Bill Ackman, another hedge fund billionaire, led a successful campaign for the resignation of the president of Harvard. Marc Rowan, head of private equity group Apollo Global Management, has stoked a fierce debate about governance at the University of Pennsylvania, whose Wharton school of business has reported a fall in donations

“What you’re seeing now is the end-product of this cultural revolution in American education playing out on American campuses, in particular, using the paradigm of the oppressor and the oppressed,” Griffin said.

“The protests on college campuses are almost like performative art, and we’re not actually helping Palestinians or Israelis with these surreal protests,” the 55-year-old financier said, adding that in previous humanitarian crises, Americans would focus on practical help, such as organising food drives.

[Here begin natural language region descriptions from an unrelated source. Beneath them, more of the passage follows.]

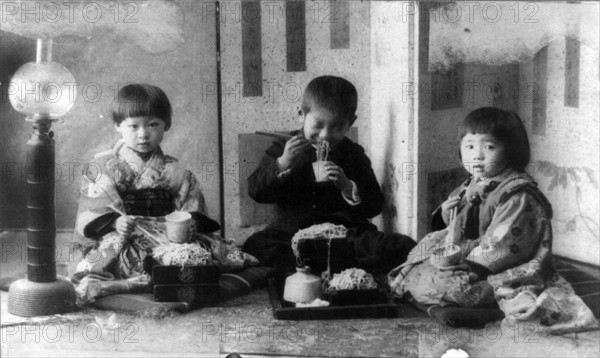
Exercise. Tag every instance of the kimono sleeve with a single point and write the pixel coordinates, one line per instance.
(191, 199)
(264, 185)
(98, 201)
(518, 227)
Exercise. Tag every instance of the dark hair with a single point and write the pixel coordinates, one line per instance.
(333, 93)
(506, 127)
(139, 100)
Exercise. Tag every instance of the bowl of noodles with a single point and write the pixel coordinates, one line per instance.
(352, 286)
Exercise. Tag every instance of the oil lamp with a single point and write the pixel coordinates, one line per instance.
(43, 91)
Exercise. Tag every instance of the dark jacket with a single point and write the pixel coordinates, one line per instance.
(303, 202)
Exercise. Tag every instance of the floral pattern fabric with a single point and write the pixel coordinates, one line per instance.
(514, 250)
(115, 263)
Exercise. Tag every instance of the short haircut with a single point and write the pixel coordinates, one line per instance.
(506, 127)
(141, 100)
(333, 93)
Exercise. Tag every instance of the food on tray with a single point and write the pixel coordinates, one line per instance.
(317, 302)
(326, 231)
(351, 279)
(194, 253)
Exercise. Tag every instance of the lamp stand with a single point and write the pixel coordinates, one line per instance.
(41, 293)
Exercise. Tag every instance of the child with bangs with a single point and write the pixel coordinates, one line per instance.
(127, 192)
(496, 248)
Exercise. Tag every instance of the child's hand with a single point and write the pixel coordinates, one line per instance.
(337, 176)
(125, 225)
(447, 207)
(460, 269)
(295, 152)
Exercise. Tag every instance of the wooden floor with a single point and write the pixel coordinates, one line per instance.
(246, 326)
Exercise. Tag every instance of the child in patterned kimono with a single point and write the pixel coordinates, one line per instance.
(499, 223)
(126, 194)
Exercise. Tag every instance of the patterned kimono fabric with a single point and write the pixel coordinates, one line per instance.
(504, 229)
(145, 189)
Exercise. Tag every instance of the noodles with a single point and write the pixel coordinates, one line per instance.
(323, 149)
(320, 231)
(352, 279)
(182, 254)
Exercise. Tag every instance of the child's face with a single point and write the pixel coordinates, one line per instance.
(482, 155)
(320, 124)
(142, 134)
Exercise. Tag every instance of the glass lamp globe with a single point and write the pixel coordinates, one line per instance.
(43, 88)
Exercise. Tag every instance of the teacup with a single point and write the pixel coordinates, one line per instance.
(178, 226)
(319, 170)
(448, 255)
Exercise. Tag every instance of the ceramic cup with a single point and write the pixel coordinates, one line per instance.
(178, 226)
(302, 286)
(319, 170)
(448, 255)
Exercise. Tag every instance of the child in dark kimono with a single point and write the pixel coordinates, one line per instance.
(499, 221)
(350, 194)
(126, 194)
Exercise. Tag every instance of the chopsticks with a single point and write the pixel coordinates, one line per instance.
(275, 135)
(155, 240)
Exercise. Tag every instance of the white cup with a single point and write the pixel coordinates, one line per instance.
(319, 170)
(178, 226)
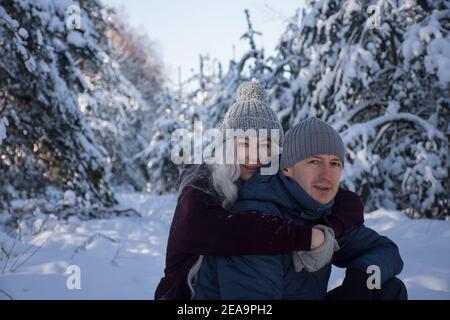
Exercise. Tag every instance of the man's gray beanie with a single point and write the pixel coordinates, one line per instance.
(251, 111)
(308, 138)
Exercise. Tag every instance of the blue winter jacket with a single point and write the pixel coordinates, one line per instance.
(274, 277)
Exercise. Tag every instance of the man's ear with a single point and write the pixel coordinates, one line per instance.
(286, 172)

As a Harvard undergraduate, Griffin had a satellite dish installed on the roof of his dormitory so he could trade convertible bonds, laying the foundation for the launch of his hedge fund in 1990. 

He has since given the institution roughly a quarter of the more than $2bn he has provided to philanthropic efforts, making him one of the university’s largest donors in its modern history. A record $16bn profit for Citadel’s investors in 2022 established Griffin’s company as the most successful hedge fund of all time. 

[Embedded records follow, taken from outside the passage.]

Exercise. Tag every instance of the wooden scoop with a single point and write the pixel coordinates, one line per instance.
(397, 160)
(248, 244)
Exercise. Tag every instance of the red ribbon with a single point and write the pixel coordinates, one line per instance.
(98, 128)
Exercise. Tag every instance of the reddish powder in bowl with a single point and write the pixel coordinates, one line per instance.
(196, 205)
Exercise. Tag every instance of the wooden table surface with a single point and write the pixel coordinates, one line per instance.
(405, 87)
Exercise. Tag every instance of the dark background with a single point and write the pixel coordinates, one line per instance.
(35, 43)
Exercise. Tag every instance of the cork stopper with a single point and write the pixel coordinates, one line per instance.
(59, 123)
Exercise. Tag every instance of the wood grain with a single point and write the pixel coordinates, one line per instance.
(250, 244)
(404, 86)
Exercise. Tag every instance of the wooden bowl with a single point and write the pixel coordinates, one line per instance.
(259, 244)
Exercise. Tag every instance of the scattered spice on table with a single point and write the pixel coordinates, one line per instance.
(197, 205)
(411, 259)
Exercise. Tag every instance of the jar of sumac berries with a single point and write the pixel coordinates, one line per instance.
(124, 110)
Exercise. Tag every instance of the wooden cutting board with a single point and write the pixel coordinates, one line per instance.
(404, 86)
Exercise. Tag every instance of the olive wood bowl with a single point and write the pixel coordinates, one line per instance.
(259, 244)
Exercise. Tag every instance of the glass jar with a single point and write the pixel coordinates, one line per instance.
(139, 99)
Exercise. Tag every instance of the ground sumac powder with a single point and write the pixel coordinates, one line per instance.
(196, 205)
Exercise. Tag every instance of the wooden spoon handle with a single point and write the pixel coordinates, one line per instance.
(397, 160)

In January, the financier called Harvard students “whiny snowflakes” and said he was pausing donations to the university over its handling of antisemitism on campus, which he blamed on its “DEI agenda”.

His critique of its diversity, equity and inclusion policies came amid a leadership crisis that culminated earlier that month with the resignation of its president Claudine Gay. With a $50bn endowment, Harvard is the world’s wealthiest university.

Asked what Harvard should do next, Griffin told the Financial Times: “Harvard should put front and centre [that it] stands for meritocracy in America and will educate the next generation of leaders in American business, government, healthcare, and the philanthropic community. Harvard will embrace our Western values that have built one of the greatest nations in the world, foster those values with students, and ask them to manifest these values throughout the rest of their life.”

Griffin casts himself as a proponent of free speech and advancing the “American dream”. People who know him expect that one day he may move into politics.

“Freedom of speech does not give you the right to storm a building or vandalise it,” said Griffin. “That’s not freedom of speech. That’s just anarchy.”

The Citadel founder drew parallels between the US campus protests and the Black Lives Matter social movement, when some social media users posted black squares on Instagram, out of solidarity with the fight for racial justice. 

“You didn’t help a single child learn that day how to read, write, or do math better,” he said. “You want a pat on the back for posting a black screen on your Instagram account? Give me a break. It’s embarrassing.”

Donors’ withdrawal of millions of dollars in planned funding to punish US universities for their responses to Hamas’s attack on Israel has reignited questions about the influence of plutocrats on US universities. 

Griffin said the many wealthy Harvard donors he had spoken to had “little interest in micromanaging the university”, however. “There is a palpable interest in Harvard serving as a beacon of truth-seeking and meritocracy,” he said: “Many wealthy donors have valuable insight into transformation and improvement strategies that are clearly needed at this time.”